The legal cannabis industry in the United States is currently experiencing a boom in economic growth, even though it is still illegal at the federal level and in about one-third of the states. To date, the industry in the U.S. hasbecome a nearly $11 billion business – a figure that is predicted to double by 2022. In Colorado alone, taxes, licenses and fees has exceeded $244 million. It is also a boon for scientists, specifically analytical chemists, as testing facilities and instrument companies sprout up nationwide.
Cannabis is one of the oldest sources of textile fiber, food, and psychotropic substances. Cannabinoids are the main biologically active constituents of the Cannabis genus, with a demonstrated medicinal value. Its production is becoming legalized and regulated in many countries, thus increasing the need for a rapid analysis method to assess the content of cannabinoids. Historically, gas chromatography has been the preferred analytical method for the determination of certain compounds, though it is a slow and costly process. Analyzing cannabis with near spectroscopy (NIR) has the potential for the quantitative prediction of quality parameters, and also of pharmacologically active compounds. The goal of this present research is to develop a fast, economical, robust and environmentally friendly method based on NIR technology, allowing the quantification of the main cannabinoids present in Cannabis sativa L.
Spectroscopy, primarily in the electromagnetic spectrum, is a fundamental exploratory tool in the fields of physics, chemistry, and astronomy,allowing the composition, physical structure and electronic structure of matter to be investigated at atomic scale, molecular scale, macro scale, and over astronomical distances.
With the many different ways spectroscopy is used, ensuring that your equipment is designed with the correct lens is where we come in. At Universe Optics, we work alongside your developers to design and manufacture a precision lens for analyzing cannabis with near infrared spectroscopy.
With increasing legalization of both adult recreational and medical cannabis, there is a need for robust and reliable analytical testing to ensure consumer safety. Places of interest where near infrared spectroscopy can help with analyzing data in relationship to: cannabinoids, terpenes, residual solvents, pesticides, heavy metals, and microorganisms.
According to Bob Clifford, the general manager of marketing for Shimadzu Scientific Instruments, which has a North American headquarters in Columbia, MD “Cannabis is a complex plant with more than 500 compounds, and every state and country has different testing requirements.”
Shimadzu, a Japanese company, has helped set up ISO-certified, independent cannabis testing labs in the U.S. and around the world. In addition, in March 2017, the company launched a new product, the Cannabis Analyzer for Potency.

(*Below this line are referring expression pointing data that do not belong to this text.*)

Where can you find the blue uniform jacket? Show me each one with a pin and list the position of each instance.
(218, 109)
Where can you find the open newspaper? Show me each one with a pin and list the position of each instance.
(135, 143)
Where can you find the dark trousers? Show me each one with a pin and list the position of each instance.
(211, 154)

An HPLC system with UV spectroscopic detection, the instrument capitalizes on the growth of the industry and gives growers and producers potency information on their products and plant material.
Beyond analyzing cannabis, the hemp industry is a growing market for spectroscopic devices. In many ways, the legal hemp industry seeks an outcome opposite to that of the cannabis industry — that is, to cultivate plants with lower, not higher, amounts of euphoric cannabinoids.
In the past few years, the cannabis industry has matured from naïve exuberance to a more staid and reliable approach that craves legitimacy. With that, comes the necessity of more reliable, consistent data. Analysis using NIR is one of the biggest steps in that direction.